2.2. Non-functional requirements

The following sections describe some additional considerations related to the infrastructure. These considerations come under the heading of non-functional as they do not relate to a specific functional unit of the grid, such as job management, broker, and so on.

2.2.1. Performance

When considering enabling an application to execute in a grid environment, the performance of the grid and the performance requirements of the application must be considered. The service requester is interested in a quality of service that includes acceptable turnaround time. Of course, if building a grid and one or more applications that will be provided as a service on the grid, then the service provider also has interest in maximizing the utilization and throughput of the systems within the grid. The performance objectives of these two perspectives are discussed below.

Resource provider’s perspective

The performance objective for a grid infrastructure is to achieve maximum utilization of the various resources within the grid to achieve maximum throughput. The resources may include but are not limited to CPU cycles, memory, disk space, federated databases, or application processing. Workload balancing and preemptive scheduling may be used to achieve the performance objectives. Applications may be allowed to take advantage of multiple resources by dividing the grid into smaller instances to have the work distributed throughout the grid. The goal is to take advantage of the grid as a whole to improve the application performance. The workload management can make sure that all resources within the grid are actively servicing jobs or requests within the grid.

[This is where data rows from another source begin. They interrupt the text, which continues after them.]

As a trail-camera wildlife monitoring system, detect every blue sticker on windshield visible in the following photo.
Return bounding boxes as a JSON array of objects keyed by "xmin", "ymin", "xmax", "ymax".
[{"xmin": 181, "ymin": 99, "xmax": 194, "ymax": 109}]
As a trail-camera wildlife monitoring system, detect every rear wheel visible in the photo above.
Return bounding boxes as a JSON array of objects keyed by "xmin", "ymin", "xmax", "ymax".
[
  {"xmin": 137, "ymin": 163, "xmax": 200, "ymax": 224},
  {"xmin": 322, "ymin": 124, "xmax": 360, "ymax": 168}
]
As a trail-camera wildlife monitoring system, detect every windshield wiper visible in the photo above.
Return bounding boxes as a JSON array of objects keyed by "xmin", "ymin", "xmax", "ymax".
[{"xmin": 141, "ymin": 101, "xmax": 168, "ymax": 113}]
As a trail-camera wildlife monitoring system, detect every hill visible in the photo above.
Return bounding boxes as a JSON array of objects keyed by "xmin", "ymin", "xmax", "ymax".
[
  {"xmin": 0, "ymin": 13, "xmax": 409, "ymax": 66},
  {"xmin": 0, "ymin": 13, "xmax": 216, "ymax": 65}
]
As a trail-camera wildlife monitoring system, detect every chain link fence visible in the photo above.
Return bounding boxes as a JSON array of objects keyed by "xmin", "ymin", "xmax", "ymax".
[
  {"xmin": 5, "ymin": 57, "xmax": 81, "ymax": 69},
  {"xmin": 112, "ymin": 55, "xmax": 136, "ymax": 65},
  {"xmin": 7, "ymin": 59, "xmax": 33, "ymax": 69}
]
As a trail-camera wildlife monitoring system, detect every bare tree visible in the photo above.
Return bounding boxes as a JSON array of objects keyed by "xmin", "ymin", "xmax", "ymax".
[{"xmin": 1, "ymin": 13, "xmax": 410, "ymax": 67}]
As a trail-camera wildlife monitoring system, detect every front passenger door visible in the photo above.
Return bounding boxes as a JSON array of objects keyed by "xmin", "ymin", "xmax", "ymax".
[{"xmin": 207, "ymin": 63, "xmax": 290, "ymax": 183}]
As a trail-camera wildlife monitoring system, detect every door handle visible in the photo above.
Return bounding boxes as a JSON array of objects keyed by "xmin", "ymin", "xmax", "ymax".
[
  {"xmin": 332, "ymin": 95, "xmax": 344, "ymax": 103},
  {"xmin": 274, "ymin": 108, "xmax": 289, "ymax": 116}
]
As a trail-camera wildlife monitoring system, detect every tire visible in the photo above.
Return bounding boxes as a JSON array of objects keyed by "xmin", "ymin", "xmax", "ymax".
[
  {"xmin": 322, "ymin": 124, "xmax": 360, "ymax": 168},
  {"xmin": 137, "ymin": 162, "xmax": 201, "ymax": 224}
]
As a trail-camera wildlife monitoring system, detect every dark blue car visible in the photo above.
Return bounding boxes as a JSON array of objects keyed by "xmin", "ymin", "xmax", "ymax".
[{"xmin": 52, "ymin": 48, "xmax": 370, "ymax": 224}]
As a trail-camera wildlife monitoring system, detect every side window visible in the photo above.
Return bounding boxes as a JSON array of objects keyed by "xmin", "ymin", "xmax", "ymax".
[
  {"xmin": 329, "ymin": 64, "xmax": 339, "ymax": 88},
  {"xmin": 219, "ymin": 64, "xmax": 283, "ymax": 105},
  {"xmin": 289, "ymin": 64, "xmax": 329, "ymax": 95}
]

Service requester’s perspective

The turnaround time of an application running on the grid could vary depending on the type of grid resource used and the resource provider’s quality-of-service agreement. For example, a quick turnaround may be achieved by submitting a processing-intensive standalone batch job to a high-performance grid resource. This assumes that the job is started immediately and that it is not preempted by another job during execution. The same batch job may be scheduled to run overnight when the resource demands are lower if a quick turnaround is not required. The resource provider may charge different prices for these two types of service.

If the application has many independent sub-jobs that can be scheduled for parallel execution, the turnaround time could be improved appreciably by running each sub-job on multiple grid hosts.

Turnaround time factors

This section discusses some of the factors that can impact the turnaround time of applications run on the grid resources.

Communication delays

Network speed and network latency can have significant impact to the application performance if it requires communicating with another application running on a remote machine. It is important to consider the proximity of the communicating applications to one another and the network speed and latency.

Data access delays

The network bandwidth and speed will be the critical factors for applications that need to access remote data. Proximity of the application to the data and the network capacity/speed will be important considerations.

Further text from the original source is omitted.